Nathalie Auriol/AFP
Deportistas y espectadores hicieron las maletas ayer horas después de la espectacular ceremonia de clausura de los Juegos Olímpicos y desbordaban el aeropuerto de Heathrow, mientras Londres saboreaba el triunfo de sus “gloriosos” Juegos, saludados como “perfectos” por la prensa.
El 65 por ciento de los visitantes que llegaron para Londres 2012 debía partir ayer mismo, la mayoría vía Heathrow, que gastó 25 millones de euros para estar a la altura del evento deportivo.

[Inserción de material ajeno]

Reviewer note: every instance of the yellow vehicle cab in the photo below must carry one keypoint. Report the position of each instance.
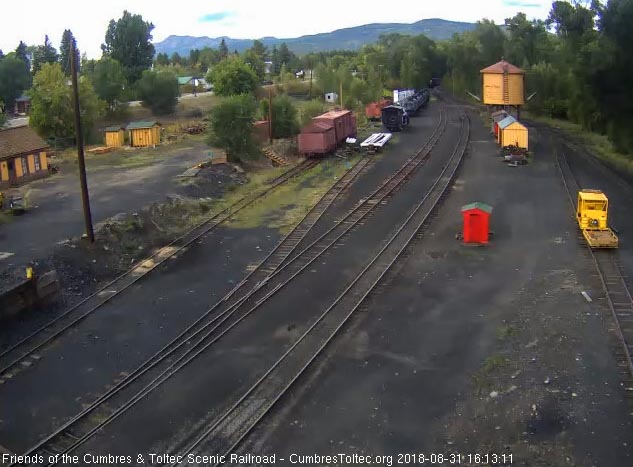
(592, 216)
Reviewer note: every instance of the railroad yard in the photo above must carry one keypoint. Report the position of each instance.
(369, 329)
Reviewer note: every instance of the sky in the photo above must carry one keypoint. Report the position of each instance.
(88, 19)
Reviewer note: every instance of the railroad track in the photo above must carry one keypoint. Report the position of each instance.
(225, 434)
(616, 291)
(27, 351)
(215, 322)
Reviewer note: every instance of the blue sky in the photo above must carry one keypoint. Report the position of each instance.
(236, 18)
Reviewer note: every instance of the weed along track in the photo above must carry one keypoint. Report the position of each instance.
(27, 351)
(221, 437)
(617, 293)
(267, 279)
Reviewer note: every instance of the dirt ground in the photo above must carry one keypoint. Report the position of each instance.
(117, 184)
(474, 350)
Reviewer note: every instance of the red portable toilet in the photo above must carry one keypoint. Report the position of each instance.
(476, 222)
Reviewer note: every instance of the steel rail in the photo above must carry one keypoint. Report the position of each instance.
(606, 265)
(184, 339)
(136, 273)
(223, 429)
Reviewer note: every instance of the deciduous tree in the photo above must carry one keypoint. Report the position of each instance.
(14, 79)
(109, 81)
(52, 111)
(232, 77)
(128, 41)
(159, 91)
(232, 126)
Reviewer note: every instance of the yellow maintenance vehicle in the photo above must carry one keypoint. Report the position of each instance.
(591, 214)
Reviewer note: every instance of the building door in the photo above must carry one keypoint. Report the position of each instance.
(476, 227)
(13, 176)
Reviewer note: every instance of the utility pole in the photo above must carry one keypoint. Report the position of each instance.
(341, 90)
(270, 115)
(85, 199)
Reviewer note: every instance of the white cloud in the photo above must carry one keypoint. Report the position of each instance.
(248, 19)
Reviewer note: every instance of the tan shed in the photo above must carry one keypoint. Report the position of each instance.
(22, 156)
(513, 133)
(503, 84)
(114, 136)
(144, 134)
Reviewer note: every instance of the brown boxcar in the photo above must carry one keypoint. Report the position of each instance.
(372, 111)
(341, 121)
(318, 138)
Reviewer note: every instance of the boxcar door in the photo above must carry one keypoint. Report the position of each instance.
(13, 176)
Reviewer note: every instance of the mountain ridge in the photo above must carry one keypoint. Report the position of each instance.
(351, 38)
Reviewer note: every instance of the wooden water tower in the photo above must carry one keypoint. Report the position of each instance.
(503, 86)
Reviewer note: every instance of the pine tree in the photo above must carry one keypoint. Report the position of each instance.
(64, 51)
(21, 53)
(276, 62)
(44, 54)
(224, 50)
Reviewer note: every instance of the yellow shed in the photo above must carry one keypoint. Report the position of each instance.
(143, 134)
(115, 136)
(503, 84)
(512, 133)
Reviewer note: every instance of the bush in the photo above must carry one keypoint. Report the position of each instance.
(232, 126)
(310, 110)
(285, 123)
(159, 91)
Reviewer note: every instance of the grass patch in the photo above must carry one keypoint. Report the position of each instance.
(597, 144)
(287, 205)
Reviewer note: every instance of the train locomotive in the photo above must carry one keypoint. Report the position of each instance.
(394, 117)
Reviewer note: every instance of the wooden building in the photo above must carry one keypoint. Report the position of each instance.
(22, 105)
(22, 156)
(512, 133)
(144, 134)
(503, 85)
(115, 136)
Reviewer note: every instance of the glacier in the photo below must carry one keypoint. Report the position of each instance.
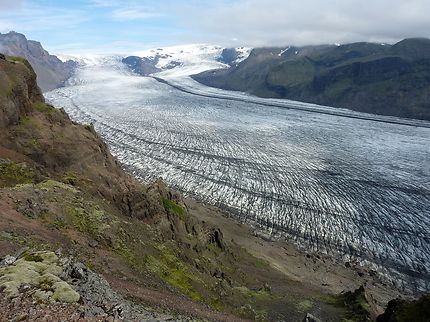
(347, 184)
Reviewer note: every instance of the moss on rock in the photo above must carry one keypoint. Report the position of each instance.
(41, 271)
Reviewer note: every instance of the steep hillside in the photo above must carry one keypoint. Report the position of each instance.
(51, 72)
(61, 190)
(373, 78)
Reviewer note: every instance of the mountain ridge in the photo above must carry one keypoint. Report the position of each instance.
(51, 71)
(374, 78)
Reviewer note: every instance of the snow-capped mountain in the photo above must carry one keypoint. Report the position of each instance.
(184, 60)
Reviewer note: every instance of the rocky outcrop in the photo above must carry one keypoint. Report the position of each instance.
(49, 279)
(400, 310)
(18, 91)
(373, 78)
(51, 71)
(141, 65)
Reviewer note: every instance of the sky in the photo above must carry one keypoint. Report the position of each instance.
(127, 26)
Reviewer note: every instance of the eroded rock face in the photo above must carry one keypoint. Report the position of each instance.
(39, 271)
(399, 310)
(51, 71)
(49, 279)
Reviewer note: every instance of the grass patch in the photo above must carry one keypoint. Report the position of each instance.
(43, 107)
(304, 306)
(90, 222)
(16, 59)
(70, 177)
(173, 208)
(171, 270)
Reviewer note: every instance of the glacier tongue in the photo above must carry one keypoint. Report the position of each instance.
(352, 187)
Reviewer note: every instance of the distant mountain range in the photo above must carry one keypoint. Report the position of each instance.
(51, 71)
(367, 77)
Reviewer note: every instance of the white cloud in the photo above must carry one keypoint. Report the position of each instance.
(10, 4)
(29, 17)
(279, 22)
(124, 14)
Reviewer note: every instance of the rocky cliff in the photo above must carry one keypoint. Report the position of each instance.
(61, 190)
(51, 72)
(373, 78)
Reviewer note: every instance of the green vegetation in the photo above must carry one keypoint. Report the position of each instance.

Una terminal temporal, del tamaño de “tres piscinas olímpicas”, se construyó para la ocasión. Por allí pasarán durante la jornada 15,000 miembros de la “familia olímpica”, entre ellos 6,000 deportistas y sus valijas.
El aeropuerto londinense, al borde de la congestión en tiempos normales, han hecho frente con resultados a los pesimistas que temían una parálisis total del transporte londinense, considerado el talón de Aquiles de los Juegos.
Durante el vaciamiento de la Villa Olímpica a toda velocidad, el país seguía disfrutando con euforia el éxito de los deportistas británicos y de los quince días de competencia “brillantes”, según palabras
del presidente de Estados Unidos, Barack Obama, quien señaló Londres como “centro del mundo”.
Gran Bretaña quedó tercera en el medallero general, detrás del ganador Estados Unidos y su delfín China, lo que resultó otro suceso en materia específicamente deportiva para el país.
Las imágenes del megaconcierto de clausura el domingo por la noche ante 80,000 personas, con un homenaje a los 60 años del pop y del rock inglés, cubrió todas las tapas de los diarios ayer. La prensa en general subrayó una “organización sin fallas en los Juegos”.